Written on December 5, 2017

So far, we’ve looked at parametric models. These are models that have set assumptions that are required to make them statistically valid. There are other classes of bad-boy type models that don’t follow the rules, and don’t really care. One of the more popular types that we’ll go over today is the basic decision tree. This lesson is going to cover the basics of a simple decision tree model, but we’ll expand on it much more in the near future.

The Basics of a Decision Tree

A decision tree is a pretty simple model that can be applied to both regression and classification problems. The general idea is that we split up our data on a set variable based on how we can best determine our response, y. The split is determined at each step by what leads to the largest reduction in RSS for regression and the most pure nodes for classification (purity essentially measures our buckets of predictions on their mix of classes; buckets that contain mostly one class are said to be more pure than one that has a mix of multiple classes).

Let’s say we have a binary classification problem; we’re trying to predict whether a team wins or losses a game based on, oh let’s say field goal percentage. The best split of our data to predict y might be 55%, so if a team shot 55% or higher, they’d go down one branch where we would predict that team wins and teams that shot less than 55% would go down the other branch where we would predict they lose. If we stopped it there, we could look at the terminal node, or leaf, and see how right our predictions were.

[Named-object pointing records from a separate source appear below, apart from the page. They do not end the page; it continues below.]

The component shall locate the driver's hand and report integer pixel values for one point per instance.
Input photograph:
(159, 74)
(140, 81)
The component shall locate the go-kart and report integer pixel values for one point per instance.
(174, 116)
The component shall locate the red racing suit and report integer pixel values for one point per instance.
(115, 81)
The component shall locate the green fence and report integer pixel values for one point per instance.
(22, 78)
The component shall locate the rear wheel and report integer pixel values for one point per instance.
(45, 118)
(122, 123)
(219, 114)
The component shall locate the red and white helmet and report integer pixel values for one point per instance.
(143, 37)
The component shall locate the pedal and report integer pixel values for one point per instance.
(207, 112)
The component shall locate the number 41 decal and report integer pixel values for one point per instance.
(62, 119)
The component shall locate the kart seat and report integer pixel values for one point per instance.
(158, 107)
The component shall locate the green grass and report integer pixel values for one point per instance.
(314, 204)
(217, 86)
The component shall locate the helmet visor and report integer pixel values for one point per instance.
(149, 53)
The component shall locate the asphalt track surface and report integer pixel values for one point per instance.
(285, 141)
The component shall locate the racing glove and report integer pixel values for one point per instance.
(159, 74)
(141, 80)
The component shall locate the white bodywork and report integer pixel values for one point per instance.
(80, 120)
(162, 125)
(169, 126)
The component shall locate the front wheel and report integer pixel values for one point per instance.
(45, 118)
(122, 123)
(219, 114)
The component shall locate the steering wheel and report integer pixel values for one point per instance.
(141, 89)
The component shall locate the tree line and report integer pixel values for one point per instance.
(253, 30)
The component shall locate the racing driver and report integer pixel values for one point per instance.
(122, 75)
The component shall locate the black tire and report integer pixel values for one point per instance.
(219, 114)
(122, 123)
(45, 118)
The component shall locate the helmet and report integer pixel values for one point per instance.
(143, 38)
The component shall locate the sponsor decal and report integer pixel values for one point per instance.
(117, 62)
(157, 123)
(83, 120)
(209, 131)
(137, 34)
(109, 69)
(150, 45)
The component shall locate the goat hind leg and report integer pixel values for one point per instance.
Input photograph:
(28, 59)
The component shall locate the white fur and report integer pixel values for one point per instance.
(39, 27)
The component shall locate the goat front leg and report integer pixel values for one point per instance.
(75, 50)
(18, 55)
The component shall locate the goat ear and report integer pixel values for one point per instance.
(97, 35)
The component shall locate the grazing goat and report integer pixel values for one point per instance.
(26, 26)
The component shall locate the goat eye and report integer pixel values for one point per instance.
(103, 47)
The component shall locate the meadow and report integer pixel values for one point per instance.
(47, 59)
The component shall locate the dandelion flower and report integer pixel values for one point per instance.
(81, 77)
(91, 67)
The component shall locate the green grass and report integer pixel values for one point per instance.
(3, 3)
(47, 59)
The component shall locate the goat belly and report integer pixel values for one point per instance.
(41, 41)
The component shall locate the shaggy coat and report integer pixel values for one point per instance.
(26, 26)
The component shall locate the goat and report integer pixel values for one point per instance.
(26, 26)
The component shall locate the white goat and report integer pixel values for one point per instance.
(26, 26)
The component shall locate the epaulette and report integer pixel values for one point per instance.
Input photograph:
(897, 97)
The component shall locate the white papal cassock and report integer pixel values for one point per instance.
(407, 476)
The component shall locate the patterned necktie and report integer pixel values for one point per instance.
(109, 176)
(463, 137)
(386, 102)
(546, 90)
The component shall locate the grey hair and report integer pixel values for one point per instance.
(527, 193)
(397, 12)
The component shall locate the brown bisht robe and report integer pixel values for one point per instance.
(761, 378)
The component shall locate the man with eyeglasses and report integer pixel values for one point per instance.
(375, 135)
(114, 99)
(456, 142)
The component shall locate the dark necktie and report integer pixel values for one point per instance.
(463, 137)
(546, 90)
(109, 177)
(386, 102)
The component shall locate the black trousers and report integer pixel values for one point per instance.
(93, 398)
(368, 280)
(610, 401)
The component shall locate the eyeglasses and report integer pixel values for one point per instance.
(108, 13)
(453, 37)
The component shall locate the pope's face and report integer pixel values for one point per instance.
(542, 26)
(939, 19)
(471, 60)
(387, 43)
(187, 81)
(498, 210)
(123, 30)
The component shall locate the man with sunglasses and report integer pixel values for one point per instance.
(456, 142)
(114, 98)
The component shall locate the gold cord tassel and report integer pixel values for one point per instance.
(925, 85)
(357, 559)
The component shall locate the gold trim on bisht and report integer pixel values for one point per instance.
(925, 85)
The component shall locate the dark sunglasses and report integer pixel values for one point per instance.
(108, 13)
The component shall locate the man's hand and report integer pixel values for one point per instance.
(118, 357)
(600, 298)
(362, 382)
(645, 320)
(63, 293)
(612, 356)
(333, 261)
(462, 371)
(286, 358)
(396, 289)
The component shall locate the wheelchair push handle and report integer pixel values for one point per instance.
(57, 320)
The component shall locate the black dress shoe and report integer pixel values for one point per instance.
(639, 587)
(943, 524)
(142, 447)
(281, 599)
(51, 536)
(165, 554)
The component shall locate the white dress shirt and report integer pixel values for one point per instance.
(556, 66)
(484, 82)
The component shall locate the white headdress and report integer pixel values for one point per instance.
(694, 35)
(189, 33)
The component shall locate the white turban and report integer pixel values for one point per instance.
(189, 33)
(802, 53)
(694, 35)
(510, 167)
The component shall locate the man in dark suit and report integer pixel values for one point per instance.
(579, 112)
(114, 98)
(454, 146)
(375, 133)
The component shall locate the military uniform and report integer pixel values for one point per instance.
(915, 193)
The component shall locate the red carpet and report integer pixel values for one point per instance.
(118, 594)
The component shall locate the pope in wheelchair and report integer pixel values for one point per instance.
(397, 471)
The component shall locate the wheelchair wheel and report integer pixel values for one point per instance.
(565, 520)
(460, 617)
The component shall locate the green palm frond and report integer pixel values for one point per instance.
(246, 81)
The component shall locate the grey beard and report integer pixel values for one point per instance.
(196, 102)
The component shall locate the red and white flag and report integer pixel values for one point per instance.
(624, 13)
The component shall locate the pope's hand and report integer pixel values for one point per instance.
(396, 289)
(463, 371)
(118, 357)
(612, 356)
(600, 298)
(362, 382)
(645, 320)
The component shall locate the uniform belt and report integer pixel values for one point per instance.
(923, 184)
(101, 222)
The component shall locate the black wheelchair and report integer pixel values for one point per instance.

See where the tree terminology comes from? And we can expand this simple one split model to multiple splits with more than two leaves. We might not want to say all teams that under 55% lose; we could make another split after the first one that separates the data based on whether the team shot above or below 45%. We can also throw in more variables and split on those.

The same general idea can work for regression problems. Everything in each of the terminal nodes would have a prediction based on the mean of the terminal node it ends up in.

Now, before we see an actual example, I want to warn about overfitting opportunities with this model. It’s easy to see that our decision tree could continue to make miniscule splits to our data to the point where we have a crazy amount of branches. We’ll need to prune our tree back, removing branches and using some form of cross validation to determine a good number of splits that doesn’t overfit.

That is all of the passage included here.